Force-align narration and transcript text into subtitle or SMIL timing maps
Use aeneas when an agent already has audio and text, but still needs timing. The workflow aligns spoken narration against fragments of plain text or XML and emits sync maps that can be turned into subtitles, EPUB 3 media overlays, JSON timing data, or other downstream caption assets.
npx skills add agentskillexchange/skills --skill force-align-narration-and-transcript-text-into-subtitle-or-smil-timing-maps
This ASE entry is built around aeneas, the readbeyond/aeneas project for forced alignment between audio and text. The agent job-to-be-done is clear: take a narration file and its transcript or marked-up source text, align text fragments to the spoken audio, and emit a timing map that downstream systems can use for subtitles, WebVTT, SRT, TTML, JSON, SMIL, CSV, or EPUB media overlays. That is a bounded operational workflow for agents that prepare accessible media or synchronized reading experiences.

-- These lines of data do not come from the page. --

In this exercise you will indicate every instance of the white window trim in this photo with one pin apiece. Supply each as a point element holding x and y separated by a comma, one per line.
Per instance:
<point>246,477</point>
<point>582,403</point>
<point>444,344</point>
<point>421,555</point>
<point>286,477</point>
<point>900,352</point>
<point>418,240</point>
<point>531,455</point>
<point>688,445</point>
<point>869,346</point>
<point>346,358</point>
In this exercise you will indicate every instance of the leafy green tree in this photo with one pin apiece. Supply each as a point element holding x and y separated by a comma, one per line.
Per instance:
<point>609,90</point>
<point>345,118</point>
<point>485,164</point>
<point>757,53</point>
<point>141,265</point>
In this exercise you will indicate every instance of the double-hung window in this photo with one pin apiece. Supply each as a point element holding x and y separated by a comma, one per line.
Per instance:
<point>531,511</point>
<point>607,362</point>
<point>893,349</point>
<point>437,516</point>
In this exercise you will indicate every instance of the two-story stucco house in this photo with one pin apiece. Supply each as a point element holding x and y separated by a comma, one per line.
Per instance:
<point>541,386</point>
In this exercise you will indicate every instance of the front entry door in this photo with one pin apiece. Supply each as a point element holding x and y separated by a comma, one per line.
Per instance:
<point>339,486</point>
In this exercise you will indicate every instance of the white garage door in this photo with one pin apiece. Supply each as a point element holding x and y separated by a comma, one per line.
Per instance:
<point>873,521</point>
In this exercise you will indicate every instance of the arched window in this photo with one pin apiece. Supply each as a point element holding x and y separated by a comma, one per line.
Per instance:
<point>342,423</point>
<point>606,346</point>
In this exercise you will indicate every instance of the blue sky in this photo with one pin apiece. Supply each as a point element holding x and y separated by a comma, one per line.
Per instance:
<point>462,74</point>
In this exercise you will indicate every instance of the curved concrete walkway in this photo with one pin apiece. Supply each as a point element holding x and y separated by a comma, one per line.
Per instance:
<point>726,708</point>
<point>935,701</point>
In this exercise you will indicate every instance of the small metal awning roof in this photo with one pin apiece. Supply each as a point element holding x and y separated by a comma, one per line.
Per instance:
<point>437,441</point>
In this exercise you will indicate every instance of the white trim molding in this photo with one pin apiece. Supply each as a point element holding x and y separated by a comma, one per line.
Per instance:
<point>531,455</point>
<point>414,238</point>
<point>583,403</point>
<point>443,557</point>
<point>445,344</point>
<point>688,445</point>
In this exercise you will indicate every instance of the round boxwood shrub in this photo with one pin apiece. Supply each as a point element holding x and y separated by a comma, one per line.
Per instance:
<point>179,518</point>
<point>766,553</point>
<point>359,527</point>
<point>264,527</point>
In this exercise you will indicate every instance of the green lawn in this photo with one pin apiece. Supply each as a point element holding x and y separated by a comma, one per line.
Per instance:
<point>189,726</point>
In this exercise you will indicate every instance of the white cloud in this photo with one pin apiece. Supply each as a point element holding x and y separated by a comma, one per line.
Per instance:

What this skill actually does
Invoke this skill when the user already has both the words and the audio, but the missing piece is time alignment. It fits audiobook chapter prep, language-learning material, accessibility overlays, narrated documentation, podcast chapterization experiments, and subtitle generation pipelines where the transcript exists but timestamps do not. This is not the right tool when the user needs speech recognition from scratch, video editing, or a human subtitle editing workstation. It is specifically for forced alignment, where the text is known and the agent must compute the timing map automatically.
The scope boundary is what keeps the entry skill-shaped. aeneas is not a generic audio platform, CMS, or desktop editor listing. The workflow starts with source audio plus source text and ends with synchronized timing artifacts that another tool can package, render, or review. Integration points include Python scripts, FFmpeg-based preprocessing, eSpeak-backed alignment setups, EPUB production pipelines, subtitle QA loops, and localization workflows that need machine-generated first-pass timings before manual polish. Because the upstream project publishes a real repository, docs, license, release tags, and installation guidance, it clears the evidence gate comfortably.